3.2.1 Interaction with SR protein kinase homologue spk-1

ttc-1 was predicted to interact with the serine/threonine kinase spk-1 (Zhong and Sternberg, 2006), which has been demonstrated by RNAi experiments to be required for germline development in both hermaphrodites and males, and for embryogenesis (Kuroyanagi et al., 2000). Interestingly spk-1 was also predicted to interact with the nucleosome remodelling factor nurf-1, which has been shown to regulate vulval development (Andersen et al., 2006; Zhong and Sternberg, 2006). These studies potentially relating ttc-1 to the development of the vulva are coherent with our results showing ttc-1 expression within the cells of the vulva during the L4 stage.

We hypothesized that ttc-1 could regulate the activity of spk-1 and thus affect proteins that could be involved in or influence the sphingolipid metabolism. This could

be an explanation of the sphingolipid changes, especially for GlcCer and SM, that we observed in ttc-1(gnv3);hyl-2(gnv1) compared to hyl-2(gnv1). We currently would like to identify, by western blotting, whether we could observe any change in proteins containing SR domains in C. elegans. Unfortunately, preliminary observations were not conclusive (data not shown).
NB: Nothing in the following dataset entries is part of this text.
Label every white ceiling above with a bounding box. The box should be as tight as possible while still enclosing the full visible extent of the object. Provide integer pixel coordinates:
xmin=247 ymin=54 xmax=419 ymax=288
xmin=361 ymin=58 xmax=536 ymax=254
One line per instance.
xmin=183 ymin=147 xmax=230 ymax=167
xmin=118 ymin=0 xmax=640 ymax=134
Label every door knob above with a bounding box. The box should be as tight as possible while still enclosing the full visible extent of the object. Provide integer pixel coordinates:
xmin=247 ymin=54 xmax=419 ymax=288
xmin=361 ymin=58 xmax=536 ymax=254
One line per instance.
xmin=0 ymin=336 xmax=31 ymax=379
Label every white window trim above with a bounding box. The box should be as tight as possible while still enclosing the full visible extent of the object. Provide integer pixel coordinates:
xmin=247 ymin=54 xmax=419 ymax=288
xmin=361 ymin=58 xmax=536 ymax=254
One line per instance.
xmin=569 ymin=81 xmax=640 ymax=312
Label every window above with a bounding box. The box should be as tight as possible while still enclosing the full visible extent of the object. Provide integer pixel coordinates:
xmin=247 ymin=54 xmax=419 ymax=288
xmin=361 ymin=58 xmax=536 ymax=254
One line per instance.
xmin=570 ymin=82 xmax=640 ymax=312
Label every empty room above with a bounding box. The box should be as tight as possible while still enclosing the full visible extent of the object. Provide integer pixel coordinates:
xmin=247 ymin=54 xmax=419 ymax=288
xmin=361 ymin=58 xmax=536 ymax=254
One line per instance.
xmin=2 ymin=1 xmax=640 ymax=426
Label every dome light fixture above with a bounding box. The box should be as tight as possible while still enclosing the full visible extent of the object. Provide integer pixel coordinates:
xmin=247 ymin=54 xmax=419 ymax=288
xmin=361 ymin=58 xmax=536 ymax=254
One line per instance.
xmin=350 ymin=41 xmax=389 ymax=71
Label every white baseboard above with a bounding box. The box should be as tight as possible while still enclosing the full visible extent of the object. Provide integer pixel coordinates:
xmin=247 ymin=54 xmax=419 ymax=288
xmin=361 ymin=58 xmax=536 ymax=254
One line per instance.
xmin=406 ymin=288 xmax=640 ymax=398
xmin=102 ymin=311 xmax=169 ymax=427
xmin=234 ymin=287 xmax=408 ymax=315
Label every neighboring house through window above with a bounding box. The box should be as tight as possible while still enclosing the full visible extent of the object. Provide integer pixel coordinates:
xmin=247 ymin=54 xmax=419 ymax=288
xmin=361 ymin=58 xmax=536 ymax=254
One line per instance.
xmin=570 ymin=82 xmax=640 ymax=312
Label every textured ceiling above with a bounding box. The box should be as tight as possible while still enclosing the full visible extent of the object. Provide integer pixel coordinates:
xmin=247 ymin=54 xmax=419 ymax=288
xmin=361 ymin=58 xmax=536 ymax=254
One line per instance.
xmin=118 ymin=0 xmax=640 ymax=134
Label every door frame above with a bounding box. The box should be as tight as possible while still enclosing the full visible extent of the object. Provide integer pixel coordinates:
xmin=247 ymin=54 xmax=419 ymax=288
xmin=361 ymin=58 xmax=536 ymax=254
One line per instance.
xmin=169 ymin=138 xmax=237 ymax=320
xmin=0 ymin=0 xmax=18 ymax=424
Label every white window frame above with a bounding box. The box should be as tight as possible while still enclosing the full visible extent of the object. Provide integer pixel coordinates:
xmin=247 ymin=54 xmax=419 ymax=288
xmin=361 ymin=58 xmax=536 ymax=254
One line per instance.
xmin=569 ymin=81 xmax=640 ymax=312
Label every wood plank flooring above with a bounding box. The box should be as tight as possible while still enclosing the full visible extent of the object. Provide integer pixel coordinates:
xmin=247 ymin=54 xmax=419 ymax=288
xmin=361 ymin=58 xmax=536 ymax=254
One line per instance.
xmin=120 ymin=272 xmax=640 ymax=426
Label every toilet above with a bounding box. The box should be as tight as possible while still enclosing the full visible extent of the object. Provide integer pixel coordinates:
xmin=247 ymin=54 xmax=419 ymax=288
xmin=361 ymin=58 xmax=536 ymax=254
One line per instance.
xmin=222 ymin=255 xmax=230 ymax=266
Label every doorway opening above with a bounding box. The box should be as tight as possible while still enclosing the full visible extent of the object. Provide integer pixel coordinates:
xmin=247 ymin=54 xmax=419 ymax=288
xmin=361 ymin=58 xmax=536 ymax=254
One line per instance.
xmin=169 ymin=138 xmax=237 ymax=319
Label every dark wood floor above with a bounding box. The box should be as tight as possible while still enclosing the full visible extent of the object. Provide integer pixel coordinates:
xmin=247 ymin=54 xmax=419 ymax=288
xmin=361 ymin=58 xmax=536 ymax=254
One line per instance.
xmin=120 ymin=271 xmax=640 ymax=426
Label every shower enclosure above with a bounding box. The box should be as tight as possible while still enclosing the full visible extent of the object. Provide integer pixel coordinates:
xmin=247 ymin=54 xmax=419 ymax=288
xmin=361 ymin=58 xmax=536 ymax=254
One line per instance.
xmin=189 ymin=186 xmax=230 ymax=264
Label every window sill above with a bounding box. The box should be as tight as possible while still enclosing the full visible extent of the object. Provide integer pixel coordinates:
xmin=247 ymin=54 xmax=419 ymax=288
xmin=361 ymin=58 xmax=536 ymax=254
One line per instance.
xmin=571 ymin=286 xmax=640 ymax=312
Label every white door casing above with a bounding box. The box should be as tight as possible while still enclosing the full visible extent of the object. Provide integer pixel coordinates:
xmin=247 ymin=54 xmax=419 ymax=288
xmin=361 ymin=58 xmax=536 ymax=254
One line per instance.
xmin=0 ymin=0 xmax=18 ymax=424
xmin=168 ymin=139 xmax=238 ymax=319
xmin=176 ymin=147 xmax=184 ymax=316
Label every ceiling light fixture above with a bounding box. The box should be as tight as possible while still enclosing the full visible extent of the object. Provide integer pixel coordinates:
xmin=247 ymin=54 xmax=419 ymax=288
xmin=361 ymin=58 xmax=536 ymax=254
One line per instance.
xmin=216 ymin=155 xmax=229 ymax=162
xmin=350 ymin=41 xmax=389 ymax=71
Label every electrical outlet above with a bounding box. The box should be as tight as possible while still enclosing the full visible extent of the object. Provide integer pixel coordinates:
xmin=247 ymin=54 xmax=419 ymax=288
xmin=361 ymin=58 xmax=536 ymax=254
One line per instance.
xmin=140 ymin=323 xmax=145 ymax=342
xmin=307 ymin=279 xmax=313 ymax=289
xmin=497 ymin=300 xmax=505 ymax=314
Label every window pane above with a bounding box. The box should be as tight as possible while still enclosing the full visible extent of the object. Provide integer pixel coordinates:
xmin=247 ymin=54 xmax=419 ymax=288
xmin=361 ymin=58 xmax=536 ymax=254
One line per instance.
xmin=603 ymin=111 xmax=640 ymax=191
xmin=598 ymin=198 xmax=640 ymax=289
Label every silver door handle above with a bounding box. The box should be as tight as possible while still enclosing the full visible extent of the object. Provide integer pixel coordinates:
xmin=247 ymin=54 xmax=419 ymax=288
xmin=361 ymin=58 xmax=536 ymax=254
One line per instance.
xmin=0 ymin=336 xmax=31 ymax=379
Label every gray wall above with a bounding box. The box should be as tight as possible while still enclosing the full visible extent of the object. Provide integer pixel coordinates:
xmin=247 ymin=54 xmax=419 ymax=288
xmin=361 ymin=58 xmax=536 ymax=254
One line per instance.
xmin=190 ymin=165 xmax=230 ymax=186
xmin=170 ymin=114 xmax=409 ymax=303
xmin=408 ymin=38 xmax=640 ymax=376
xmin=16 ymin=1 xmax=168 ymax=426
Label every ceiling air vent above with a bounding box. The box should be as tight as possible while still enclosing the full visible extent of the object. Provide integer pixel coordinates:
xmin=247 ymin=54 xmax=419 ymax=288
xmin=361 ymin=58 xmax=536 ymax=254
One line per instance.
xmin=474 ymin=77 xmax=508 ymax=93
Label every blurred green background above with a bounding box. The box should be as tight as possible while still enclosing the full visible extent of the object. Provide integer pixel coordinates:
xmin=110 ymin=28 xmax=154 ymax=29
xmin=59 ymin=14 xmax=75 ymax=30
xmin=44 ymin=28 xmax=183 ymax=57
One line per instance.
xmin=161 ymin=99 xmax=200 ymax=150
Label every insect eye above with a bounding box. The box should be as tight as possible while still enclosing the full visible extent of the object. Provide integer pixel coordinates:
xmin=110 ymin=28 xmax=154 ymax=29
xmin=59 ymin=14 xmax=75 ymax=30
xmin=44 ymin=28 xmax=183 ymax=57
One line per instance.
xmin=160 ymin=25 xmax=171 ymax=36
In addition, we did not test spk-1 for its resistance to anoxia. It would be interesting to obtain a loss of function mutant or the corresponding RNAi in order to test that.

Negative results related to the hypothetical involvement of spk-1 in the response to anoxia and in the sphingolipid homeostasis would suggest the involvement of other interactors of ttc-1.